Given a ring, when can I find a field that extends it making it a subring?

This may be more general than what you were searching for, but what the hey. The nicest embedding theorem that exists for rings in general says roughly this

For a ring $R$, there is a division ring in which $R_R$ embeds "densely" if and only if $R$ is a right Ore domain.

All commutative domains are Ore domains, so this characterizes the rings which can be embedded (densely even) into a field.

Unfortunately in the noncommutative case, some domains which aren't right Ore can still be embedded into division rings, just not "densely." I'm not aware of any more general results spelling out what exactly a noncommutative domain has to satisfy to be a subring of a divison ring. So it is hard to tell which ones can fit in division rings.

Indeed, there are some domains which cannot be embedded in division rings at all. The main counterexample relies on finding a monoid ring whose multiplicative group cannot be a submonoid of the multiplicative group of a division ring.

If the ring $R$ is an integral domain, then the field of fractions is what you're looking for.
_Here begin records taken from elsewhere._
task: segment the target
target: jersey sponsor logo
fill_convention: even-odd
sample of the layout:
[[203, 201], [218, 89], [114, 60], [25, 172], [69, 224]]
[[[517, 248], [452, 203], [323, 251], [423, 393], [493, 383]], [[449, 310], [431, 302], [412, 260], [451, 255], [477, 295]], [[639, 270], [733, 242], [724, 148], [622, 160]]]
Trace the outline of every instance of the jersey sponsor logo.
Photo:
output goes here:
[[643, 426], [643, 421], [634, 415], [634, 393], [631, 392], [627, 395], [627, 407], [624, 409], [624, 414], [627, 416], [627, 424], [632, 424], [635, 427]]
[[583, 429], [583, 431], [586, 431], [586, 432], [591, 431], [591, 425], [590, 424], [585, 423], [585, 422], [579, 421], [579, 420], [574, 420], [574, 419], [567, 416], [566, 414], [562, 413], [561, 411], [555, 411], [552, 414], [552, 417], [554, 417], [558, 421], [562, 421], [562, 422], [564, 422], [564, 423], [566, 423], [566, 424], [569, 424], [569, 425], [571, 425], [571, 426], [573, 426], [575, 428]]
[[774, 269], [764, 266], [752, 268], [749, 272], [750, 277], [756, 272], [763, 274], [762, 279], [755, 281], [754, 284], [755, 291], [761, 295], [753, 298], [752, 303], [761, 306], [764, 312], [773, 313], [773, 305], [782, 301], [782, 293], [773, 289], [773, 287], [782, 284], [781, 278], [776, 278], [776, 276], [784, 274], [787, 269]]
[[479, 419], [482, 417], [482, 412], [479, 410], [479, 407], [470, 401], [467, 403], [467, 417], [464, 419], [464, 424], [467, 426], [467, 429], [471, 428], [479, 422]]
It mimics the construction of $\mathbb Q$ from $\mathbb Z$. The elements of the field of fractions are equivalence classes of pairs $(r,s)$ where $r\in R$ and $s\in R\setminus\{0\}$ (intuitively representing $\frac rs$), under the equivalence relation $$ (r_1,s_1)\sim (r_2,s_2) \iff r_1s_2 = r_2s_1 $$ and the arithmetic operations are taken from the rules for arithmetic on fractions: $$ (r_1,s_1)+(r_2,s_2) = (r_1s_2 + r_2s_1, s_1 s_2) \\ (r_1,s_1)\cdot (r_2,s_2) = (r_1 r_2, s_1 s_2) $$ Verifying that these rules agree with the equivalence relation, and that they make the set of equivalence classes into a field is routine.

The field's $0$ is the equivalence class of $(0,1)$; $1$ is the equivalence class of $(1,1)$, and in general the map $r\mapsto (r,1)$ is an injective ring homomorphism.

No, in general one cannot embed a ring into a field, even if the ring is a domain, i.e., has no zero divisors. An example is the ring of real quaternions, being a non-commutative division ring. Of course, if you require in addition to no zero divisors also commutativity for the ring, i.e., require an integral domain, then there is always the field of fractions.